Total RNA was extracted from the whole body or selected tissues of different developmental stages and used for qRT-PCR analysis as previously described 13 14 . Primers used here and somewhere else in this paper are listed in Additional File 13, Table S1.

As described previously 13 14 , day 2 of the fifth instar larvae (48 hrs after the fourth molting) was chosen for 20E injection (Sigma Aldrich, USA) (5 μg/larva) and the controls were injected with the same volume of control solvent. Six hours after 20E treatment, larvae were sacrificed to dissect tissues for qRT-PCR analysis. Ten animals were used for each group and 3 biological replicates were conducted.

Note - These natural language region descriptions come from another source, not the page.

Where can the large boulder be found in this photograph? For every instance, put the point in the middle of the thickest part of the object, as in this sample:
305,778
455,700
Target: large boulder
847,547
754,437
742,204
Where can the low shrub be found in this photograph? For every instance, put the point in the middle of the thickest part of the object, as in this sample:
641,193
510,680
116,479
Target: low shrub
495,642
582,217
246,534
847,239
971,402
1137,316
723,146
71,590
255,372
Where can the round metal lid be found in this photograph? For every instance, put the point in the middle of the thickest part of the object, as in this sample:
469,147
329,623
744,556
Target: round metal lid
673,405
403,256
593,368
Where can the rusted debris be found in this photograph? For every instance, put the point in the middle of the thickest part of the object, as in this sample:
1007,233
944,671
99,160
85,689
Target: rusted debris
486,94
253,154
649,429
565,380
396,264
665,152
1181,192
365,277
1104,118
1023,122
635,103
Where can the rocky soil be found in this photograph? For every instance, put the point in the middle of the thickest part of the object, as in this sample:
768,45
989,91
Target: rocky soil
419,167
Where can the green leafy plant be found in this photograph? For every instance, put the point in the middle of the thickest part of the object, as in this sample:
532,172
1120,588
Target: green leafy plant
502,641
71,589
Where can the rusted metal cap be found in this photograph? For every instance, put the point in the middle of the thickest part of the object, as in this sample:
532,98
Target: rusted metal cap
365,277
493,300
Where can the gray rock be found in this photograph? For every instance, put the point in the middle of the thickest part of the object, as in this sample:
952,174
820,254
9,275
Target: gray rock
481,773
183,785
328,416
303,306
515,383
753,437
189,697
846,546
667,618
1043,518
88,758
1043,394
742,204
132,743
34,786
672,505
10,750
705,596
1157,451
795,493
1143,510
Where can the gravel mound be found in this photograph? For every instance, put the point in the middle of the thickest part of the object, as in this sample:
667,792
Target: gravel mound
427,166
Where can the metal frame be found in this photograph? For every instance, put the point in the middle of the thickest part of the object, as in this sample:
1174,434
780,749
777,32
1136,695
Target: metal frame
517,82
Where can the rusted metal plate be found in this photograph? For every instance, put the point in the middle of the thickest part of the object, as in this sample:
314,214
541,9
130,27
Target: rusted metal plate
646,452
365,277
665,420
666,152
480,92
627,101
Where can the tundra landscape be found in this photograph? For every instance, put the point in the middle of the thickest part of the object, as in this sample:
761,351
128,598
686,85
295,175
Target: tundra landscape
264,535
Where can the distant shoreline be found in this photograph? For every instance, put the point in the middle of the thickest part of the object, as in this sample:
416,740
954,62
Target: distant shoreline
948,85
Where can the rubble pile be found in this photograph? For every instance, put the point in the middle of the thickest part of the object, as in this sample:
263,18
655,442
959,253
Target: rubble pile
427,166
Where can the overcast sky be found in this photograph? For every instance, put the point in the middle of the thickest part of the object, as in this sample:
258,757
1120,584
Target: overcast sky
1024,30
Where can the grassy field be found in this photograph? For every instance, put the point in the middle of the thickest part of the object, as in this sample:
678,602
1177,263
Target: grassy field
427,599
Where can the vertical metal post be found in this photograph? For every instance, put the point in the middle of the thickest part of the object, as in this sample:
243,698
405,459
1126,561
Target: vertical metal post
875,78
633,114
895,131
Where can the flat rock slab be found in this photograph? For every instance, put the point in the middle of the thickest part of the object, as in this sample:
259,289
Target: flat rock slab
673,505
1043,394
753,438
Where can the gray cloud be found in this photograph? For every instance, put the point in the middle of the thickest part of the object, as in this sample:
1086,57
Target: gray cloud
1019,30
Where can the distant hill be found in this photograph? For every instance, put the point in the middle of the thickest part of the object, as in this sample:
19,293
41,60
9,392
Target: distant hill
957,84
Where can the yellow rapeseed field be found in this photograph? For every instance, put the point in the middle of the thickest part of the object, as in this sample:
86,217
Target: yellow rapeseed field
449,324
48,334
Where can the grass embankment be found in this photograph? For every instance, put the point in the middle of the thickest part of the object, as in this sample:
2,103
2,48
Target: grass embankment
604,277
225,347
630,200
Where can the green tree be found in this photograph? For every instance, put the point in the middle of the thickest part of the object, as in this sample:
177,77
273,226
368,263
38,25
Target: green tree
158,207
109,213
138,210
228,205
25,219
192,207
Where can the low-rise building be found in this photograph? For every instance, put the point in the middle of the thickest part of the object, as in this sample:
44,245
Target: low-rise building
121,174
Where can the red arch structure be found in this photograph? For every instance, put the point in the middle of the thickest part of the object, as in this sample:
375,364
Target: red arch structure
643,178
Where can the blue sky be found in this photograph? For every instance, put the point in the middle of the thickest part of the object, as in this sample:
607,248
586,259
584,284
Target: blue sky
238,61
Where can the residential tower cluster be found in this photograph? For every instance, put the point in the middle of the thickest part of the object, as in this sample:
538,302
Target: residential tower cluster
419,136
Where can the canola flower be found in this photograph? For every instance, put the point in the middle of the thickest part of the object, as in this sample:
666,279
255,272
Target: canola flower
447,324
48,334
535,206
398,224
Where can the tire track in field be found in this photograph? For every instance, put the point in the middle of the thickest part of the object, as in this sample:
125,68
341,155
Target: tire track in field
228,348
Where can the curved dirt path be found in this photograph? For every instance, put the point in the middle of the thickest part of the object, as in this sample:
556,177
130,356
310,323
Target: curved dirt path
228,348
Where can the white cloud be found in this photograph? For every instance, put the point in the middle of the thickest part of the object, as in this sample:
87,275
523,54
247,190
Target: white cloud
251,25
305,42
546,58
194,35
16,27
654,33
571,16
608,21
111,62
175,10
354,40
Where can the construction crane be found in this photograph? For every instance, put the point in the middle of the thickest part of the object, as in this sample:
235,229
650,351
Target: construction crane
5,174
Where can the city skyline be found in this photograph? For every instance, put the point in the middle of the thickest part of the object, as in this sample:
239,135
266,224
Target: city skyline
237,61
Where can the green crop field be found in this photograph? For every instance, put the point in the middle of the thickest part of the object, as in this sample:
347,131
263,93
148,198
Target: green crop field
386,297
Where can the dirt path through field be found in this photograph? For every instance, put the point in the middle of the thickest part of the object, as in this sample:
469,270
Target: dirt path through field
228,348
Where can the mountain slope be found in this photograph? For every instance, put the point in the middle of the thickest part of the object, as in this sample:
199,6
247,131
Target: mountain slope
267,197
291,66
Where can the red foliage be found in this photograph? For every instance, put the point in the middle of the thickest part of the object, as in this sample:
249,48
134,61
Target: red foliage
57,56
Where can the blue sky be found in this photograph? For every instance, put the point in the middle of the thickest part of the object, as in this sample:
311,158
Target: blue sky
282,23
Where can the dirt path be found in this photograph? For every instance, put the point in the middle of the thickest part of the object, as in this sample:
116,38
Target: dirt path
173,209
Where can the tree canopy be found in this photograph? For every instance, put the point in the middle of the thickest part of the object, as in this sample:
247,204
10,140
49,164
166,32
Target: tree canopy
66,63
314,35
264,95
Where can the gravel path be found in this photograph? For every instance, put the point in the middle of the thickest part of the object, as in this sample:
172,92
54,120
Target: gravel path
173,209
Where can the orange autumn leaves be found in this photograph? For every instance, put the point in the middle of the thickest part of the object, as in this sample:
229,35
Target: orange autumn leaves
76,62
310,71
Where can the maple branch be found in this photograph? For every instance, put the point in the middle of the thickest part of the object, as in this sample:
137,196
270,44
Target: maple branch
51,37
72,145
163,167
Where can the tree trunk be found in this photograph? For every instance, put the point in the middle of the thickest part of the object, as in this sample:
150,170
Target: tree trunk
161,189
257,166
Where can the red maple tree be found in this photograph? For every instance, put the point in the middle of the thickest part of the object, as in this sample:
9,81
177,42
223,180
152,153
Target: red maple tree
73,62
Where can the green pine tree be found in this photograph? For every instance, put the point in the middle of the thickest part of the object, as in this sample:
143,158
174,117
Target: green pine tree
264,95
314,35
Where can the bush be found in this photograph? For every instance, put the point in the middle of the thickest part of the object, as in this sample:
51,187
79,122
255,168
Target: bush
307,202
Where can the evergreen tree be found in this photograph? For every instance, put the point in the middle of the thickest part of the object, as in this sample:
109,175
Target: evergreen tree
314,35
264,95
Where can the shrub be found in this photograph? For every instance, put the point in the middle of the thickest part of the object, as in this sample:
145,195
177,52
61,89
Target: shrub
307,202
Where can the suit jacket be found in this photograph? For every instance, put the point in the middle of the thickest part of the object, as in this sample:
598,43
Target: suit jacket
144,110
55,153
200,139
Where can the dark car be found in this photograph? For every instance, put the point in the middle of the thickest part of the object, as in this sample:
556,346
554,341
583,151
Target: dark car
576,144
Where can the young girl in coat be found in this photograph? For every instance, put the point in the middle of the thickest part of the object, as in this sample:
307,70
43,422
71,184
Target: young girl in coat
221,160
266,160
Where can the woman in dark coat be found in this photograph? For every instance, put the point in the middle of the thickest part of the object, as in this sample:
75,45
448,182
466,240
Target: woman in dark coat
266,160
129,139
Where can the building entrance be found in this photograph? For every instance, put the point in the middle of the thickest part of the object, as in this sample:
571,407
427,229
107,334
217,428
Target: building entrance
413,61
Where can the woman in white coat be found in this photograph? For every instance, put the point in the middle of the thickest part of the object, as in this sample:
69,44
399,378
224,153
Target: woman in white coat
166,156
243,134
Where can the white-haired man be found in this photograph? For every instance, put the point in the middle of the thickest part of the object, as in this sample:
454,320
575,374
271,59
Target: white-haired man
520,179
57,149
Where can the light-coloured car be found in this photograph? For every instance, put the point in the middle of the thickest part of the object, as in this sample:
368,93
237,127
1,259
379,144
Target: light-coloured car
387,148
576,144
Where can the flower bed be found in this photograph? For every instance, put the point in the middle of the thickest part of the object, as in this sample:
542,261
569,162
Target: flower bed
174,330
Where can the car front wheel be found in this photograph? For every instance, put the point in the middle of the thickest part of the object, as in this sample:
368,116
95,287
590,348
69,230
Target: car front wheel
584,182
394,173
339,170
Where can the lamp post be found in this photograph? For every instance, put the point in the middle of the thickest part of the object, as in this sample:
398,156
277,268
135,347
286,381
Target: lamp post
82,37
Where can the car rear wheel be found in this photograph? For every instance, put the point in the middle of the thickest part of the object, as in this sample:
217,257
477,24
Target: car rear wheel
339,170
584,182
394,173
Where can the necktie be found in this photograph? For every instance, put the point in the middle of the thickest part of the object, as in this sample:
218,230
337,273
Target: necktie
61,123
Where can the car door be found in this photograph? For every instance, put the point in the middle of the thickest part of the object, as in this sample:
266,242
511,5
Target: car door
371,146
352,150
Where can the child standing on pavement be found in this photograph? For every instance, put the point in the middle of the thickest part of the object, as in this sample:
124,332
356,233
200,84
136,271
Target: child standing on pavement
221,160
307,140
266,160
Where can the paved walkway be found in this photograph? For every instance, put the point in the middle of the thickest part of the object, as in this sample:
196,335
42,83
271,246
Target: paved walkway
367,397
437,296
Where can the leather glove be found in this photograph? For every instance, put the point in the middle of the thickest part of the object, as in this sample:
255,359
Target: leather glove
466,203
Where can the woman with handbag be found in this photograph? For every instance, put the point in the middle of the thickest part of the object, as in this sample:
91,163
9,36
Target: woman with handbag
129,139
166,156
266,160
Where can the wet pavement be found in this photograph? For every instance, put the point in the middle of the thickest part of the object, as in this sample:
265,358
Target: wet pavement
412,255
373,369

dsRNA was generated using the T7 RiboMAX™ Express RNAi system (Promega, USA). At the initiation of the early wandering stage, each individual larva was injected with GFP dsRNA (10 μg) or USP dsRNA (10 μg). Twenty four hours after RNAi treatment, the larvae were sacrificed for qRT-PCR analysis 13 14 . Thirty animals were used for each group and 3 biological replicates were conducted.